Rational synthesis of a hierarchical Mo2C/C nanosheet composite with enhanced lithium storage properties

Transition metal carbides have been studied extensively as anode materials for lithium-ion batteries (LIBs), but they suffer from sluggish lithium reaction kinetics and large volume expansion. Herein, a hierarchical Mo₂C/C nanosheet composite has been synthesized through a rational pyrolysis strategy, and evaluated as an anode material with enhanced lithium storage properties for LIBs. In the hierarchical Mo₂C/C nanosheet composite, large numbers of Mo₂C nanosheets with a thickness of 40–100 nm are uniformly anchored onto/into carbon nanosheet matrices. This unique hierarchical architecture can provide favorable ion and electron transport pathways and alleviate the volume change of Mo₂C during cycling.

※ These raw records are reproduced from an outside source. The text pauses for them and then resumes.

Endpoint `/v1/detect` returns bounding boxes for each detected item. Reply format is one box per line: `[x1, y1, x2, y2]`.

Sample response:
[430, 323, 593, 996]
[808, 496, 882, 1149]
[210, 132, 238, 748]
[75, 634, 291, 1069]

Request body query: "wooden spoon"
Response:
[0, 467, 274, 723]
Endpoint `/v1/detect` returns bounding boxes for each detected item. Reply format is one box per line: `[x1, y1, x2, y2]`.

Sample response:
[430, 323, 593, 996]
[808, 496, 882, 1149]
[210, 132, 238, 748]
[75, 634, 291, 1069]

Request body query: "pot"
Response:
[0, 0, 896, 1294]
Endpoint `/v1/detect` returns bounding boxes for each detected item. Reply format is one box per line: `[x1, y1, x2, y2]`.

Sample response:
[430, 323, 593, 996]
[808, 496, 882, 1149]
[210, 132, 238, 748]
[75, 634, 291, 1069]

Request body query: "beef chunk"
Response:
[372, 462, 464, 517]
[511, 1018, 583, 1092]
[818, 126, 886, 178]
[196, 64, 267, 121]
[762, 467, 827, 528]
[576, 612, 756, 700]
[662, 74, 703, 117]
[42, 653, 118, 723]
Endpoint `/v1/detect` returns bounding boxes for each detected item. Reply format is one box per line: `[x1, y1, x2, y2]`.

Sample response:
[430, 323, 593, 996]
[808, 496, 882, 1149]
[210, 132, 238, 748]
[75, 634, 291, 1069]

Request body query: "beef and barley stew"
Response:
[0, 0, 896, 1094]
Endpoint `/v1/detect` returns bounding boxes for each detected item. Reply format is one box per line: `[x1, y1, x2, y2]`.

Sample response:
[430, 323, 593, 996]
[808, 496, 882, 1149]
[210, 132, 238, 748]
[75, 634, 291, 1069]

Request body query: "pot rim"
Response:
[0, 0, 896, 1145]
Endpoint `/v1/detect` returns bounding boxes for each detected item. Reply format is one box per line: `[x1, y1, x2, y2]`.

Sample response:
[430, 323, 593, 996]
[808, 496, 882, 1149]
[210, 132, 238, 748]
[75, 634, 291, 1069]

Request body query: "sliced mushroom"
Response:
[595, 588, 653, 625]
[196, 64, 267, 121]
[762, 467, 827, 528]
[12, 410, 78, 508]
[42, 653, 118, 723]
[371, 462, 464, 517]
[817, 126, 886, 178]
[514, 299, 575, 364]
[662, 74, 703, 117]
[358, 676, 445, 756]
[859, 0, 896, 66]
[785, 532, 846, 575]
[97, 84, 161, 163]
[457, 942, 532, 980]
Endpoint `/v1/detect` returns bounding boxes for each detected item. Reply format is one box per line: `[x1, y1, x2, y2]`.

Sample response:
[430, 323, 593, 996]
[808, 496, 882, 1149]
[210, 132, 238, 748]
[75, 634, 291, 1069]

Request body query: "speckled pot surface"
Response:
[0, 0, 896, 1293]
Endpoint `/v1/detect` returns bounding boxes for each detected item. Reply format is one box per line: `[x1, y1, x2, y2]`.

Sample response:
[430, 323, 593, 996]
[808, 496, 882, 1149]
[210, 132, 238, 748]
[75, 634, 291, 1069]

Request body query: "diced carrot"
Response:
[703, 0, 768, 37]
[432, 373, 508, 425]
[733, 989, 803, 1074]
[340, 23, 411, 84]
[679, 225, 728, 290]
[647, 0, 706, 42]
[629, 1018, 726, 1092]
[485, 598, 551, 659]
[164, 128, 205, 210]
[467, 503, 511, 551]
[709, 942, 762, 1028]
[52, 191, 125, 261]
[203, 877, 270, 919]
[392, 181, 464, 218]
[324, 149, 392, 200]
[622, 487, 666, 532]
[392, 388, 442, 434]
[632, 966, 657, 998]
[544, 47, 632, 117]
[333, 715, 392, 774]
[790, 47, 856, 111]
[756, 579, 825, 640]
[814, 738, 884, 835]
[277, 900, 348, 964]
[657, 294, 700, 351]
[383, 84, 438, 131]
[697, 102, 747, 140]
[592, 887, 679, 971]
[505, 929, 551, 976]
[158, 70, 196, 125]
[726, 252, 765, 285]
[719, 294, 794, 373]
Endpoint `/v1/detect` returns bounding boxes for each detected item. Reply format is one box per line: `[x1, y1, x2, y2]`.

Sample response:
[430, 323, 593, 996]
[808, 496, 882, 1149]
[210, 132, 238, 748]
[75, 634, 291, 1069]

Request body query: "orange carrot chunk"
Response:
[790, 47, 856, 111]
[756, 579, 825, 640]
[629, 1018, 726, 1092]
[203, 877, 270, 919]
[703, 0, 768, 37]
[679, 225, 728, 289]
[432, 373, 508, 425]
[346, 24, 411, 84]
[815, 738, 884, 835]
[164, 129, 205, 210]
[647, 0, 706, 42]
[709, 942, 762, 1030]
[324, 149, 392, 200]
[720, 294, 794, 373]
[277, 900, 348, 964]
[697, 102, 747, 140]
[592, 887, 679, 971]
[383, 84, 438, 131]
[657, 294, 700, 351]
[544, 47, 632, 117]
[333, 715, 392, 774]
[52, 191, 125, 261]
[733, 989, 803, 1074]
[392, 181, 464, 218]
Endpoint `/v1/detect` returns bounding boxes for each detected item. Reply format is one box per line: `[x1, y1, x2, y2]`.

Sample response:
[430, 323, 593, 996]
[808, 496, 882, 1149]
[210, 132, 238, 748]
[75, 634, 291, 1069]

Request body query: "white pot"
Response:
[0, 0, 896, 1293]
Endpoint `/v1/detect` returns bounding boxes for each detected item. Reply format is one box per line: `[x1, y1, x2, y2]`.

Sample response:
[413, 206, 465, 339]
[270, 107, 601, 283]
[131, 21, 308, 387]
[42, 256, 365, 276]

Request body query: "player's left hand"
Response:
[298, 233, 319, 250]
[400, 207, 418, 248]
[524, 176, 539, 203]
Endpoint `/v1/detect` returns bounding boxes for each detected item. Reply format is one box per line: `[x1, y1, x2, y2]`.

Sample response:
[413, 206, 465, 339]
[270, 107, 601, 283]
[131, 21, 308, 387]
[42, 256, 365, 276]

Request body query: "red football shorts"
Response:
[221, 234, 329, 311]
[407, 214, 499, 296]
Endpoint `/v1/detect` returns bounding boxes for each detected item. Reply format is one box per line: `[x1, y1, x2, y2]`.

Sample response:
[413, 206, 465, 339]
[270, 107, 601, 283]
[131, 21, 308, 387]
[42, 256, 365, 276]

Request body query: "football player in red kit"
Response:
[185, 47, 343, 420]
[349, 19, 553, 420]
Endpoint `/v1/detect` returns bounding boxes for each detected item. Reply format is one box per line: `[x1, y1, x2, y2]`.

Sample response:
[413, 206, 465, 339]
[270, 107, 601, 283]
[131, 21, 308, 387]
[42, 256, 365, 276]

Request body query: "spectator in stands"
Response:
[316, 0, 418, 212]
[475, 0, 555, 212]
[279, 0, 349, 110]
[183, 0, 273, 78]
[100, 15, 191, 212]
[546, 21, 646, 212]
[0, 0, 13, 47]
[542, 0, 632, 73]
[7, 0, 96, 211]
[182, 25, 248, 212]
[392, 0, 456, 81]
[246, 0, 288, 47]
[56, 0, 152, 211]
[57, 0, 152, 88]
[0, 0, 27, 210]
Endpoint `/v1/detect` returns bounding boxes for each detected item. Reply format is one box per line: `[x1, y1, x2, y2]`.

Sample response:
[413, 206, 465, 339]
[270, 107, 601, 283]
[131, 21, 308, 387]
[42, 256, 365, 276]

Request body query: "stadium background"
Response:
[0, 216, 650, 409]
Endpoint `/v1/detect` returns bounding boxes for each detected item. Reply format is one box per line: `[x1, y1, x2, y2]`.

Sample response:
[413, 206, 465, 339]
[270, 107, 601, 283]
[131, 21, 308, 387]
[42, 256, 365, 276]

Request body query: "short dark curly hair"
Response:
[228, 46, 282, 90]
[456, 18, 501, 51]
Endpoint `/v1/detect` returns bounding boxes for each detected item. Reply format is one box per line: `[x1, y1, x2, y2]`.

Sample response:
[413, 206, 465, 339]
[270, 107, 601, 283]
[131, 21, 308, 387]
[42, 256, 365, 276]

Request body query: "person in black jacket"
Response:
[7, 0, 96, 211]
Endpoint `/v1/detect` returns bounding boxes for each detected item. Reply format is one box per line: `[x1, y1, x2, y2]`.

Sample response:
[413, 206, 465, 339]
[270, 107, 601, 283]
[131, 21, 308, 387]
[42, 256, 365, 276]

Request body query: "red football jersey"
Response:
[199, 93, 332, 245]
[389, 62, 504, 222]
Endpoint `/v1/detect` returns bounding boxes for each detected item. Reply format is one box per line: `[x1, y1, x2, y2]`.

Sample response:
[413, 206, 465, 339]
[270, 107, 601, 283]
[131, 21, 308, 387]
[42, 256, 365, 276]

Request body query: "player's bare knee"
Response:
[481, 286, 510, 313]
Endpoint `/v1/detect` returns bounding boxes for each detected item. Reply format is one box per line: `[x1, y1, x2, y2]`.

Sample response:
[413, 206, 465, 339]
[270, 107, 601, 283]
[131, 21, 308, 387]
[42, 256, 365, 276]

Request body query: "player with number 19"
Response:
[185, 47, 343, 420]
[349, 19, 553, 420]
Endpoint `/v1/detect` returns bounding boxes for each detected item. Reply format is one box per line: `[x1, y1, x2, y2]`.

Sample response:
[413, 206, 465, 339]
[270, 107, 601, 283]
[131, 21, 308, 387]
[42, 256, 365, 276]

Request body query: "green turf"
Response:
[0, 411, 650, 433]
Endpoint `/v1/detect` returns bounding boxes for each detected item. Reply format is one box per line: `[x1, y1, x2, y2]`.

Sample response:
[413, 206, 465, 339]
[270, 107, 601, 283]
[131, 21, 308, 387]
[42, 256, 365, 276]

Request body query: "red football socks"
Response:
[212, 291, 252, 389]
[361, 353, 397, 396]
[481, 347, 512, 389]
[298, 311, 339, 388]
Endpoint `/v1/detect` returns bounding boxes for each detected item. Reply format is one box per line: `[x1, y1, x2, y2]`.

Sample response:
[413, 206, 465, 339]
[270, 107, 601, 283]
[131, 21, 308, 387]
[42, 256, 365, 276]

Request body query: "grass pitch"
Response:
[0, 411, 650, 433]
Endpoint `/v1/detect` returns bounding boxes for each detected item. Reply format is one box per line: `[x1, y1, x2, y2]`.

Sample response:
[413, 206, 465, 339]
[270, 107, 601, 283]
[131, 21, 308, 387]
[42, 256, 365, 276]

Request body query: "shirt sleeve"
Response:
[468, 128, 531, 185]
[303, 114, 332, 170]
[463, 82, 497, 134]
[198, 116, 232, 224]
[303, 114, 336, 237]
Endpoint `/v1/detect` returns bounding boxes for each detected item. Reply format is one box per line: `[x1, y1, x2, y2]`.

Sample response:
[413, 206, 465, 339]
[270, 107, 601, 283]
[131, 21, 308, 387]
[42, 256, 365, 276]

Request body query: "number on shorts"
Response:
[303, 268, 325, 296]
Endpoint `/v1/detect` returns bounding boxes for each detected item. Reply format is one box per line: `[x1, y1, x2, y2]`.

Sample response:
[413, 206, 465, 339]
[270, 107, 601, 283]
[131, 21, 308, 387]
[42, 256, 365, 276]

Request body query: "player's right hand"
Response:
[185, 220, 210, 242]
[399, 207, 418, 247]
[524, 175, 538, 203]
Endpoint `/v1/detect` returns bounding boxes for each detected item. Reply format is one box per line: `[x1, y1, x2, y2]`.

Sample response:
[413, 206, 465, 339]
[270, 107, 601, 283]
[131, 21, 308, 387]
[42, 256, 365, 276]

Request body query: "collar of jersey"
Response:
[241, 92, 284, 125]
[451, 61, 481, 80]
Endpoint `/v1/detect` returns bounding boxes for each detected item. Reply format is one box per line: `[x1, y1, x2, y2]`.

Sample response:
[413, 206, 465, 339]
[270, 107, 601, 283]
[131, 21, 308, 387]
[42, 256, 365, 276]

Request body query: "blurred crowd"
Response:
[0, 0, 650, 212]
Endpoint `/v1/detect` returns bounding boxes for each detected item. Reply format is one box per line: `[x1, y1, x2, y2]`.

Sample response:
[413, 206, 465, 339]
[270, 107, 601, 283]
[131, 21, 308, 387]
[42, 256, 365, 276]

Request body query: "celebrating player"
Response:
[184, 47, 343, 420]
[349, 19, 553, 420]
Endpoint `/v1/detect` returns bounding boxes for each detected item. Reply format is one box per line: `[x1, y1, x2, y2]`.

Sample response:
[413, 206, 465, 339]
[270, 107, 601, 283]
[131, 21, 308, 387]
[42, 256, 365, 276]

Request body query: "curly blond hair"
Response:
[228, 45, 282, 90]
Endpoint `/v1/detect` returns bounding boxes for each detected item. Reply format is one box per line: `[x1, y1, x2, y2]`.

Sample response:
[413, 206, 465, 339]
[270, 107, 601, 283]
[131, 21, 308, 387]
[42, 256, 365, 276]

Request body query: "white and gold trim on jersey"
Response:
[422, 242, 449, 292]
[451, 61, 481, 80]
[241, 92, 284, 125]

As a consequence, the hierarchical Mo₂C/C nanosheet composite exhibits high-performance lithium storage with a reversible capacity of up to 868.6 mA h g⁻¹ after 300 cycles at a current density of 0.2 A g⁻¹, as well as a high rate capacity of 541.8 mA h g⁻¹ even at 5.0 A g⁻¹. More importantly, this hierarchical composite demonstrates impressive cyclability with a capacity retention efficiency of 122.1% over 5000 successive cycles at 5.0 A g⁻¹, which surpasses the cycling properties of most other Mo₂C-based materials reported to date.

The hierarchical Mo₂C/C nanosheet composite exhibits excellent cyclability owing to its structural and kinetic advantages.